I’ve heard lately from several people asking what to do with the money they’ve been left with after selling the family home. Some of these people have cash remaining after buying a smaller home and some are renting, at least temporarily. Whatever the origin of this cash, the goal is the same. Keep the money safe by holding it in a savings account protected by deposit insurance.
In a recent edition of the Carrick on Money newsletter, I discussed the case of a reader whose father was about to receive $500,000 in proceeds from the sale of his home and wanted to use the funds to live in a retirement home. This reader asked whether he needs to spread the money between multiple financial institutions to get full protection from Canada Deposit Insurance Corp.
I noted in my answer that you can have multiple accounts eligible for $100,000 of coverage each (note: that’s principal plus interest) at the same bank. For example, a tax-free savings account holding guaranteed investment certificates and a regular, non-registered savings account would each be covered. But it’s quite possible this reader’s father would need to have accounts at multiple banks to stay fully within CDIC limits.
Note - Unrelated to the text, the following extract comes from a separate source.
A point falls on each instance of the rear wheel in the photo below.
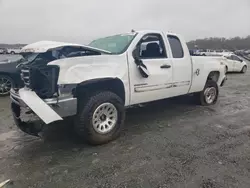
(244, 69)
(100, 118)
(5, 85)
(209, 95)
Readers reminded me that there’s another option – use a credit union. Credit unions have their own provincial deposit-insurance plans and coverage limits can be higher than CDIC, even unlimited. For example, Ontario credit unions have a $250,000 limit, while Manitoba credit unions have unlimited coverage. Manitoba’s unlimited coverage is noteworthy because the province is home to several credit unions with online banking divisions offering excellent rates on savings accounts and term deposits.
Deposit-insurance plans have their differences, though. CDIC is a federal Crown corporation, while the Deposit Insurance Corp. of Ontario is a government agency. By contrast, the Deposit Guarantee Corp. of Manitoba is not part of the Manitoba government.
Downsizing boomers with hundreds of thousands of dollars to park do not have to subdivide their money to have it protected by deposit insurance. But they may want to anyway if they prefer deposit insurance with government backing, particularly the federal government.